I'm curious to hear if you have examples of any database using only object storage as a backend, because back when I started, I couldn't fin any.
https://docs.datomic.com/operation/architecture.html
(However they cheat with dynamo lol)
There's also some listed here
https://davidgomes.com/separation-of-storage-and-compute-and...
And as you mention, Datomic uses DynamoDB as well (so, not a pure s3 solution). What I'm proposing is to only use object storage for everything, pay the price in latency, but don't give up on throughput, cost and consistency. The differentiator is that this comes with strict serializability guarantees, so this is not an eventually consistent system (https://jepsen.io/consistency/models/strong-serializable).

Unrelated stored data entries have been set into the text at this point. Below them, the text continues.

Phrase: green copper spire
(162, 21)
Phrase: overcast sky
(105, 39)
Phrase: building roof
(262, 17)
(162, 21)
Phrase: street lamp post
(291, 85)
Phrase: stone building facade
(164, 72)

No matter how sophisticated the caching is, if you want to retain strict serializability, writes must be confirmed by s3 and reads must validate in s3 before returning, which puts a lower bound on latency.
I focused a lot on throughput, which is the one we can really optimize.

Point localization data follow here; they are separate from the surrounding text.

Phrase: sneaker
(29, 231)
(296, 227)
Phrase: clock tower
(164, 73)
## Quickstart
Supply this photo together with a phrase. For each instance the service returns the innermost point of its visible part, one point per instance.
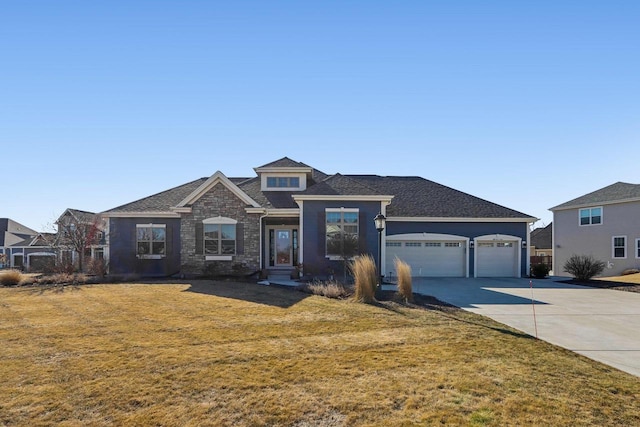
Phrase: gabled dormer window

Hopefully that's clear from the blog, though.
Basically an in-memory database which uses S3 as cold storage. Definitely an interesting approach, but no transactions AFAICT.
Take a look at Delta Lake
https://notes.eatonphil.com/2024-09-29-build-a-serverless-ac...
I think DuckDB is very close to this. It's a bit different, because it's mostly for read-heavy workloads.
https://duckdb.org/docs/extensions/httpfs/s3api
(BTW great article, excellent read!)
> In Databricks service deployments, we use a separate lightweight coordination service to ensure that only one client can add a record with each log ID.
The key difference is that Delta Lake implements MVCC and relies on total ordering of transaction IDs. Something I didn't want to do to avoid forced synchronization points (multiple clients need to fight for IDs). This is certainly a trade-off, because in my case you are forced to read the latest version or retry (but then you get strict serializability), while in Delta Lake you can rely on snapshot isolation, which might give you slightly stale, but consistent data and minimize retries on reads.
It also seems that you can't get transactions across different tables? Another interesting tradeoff.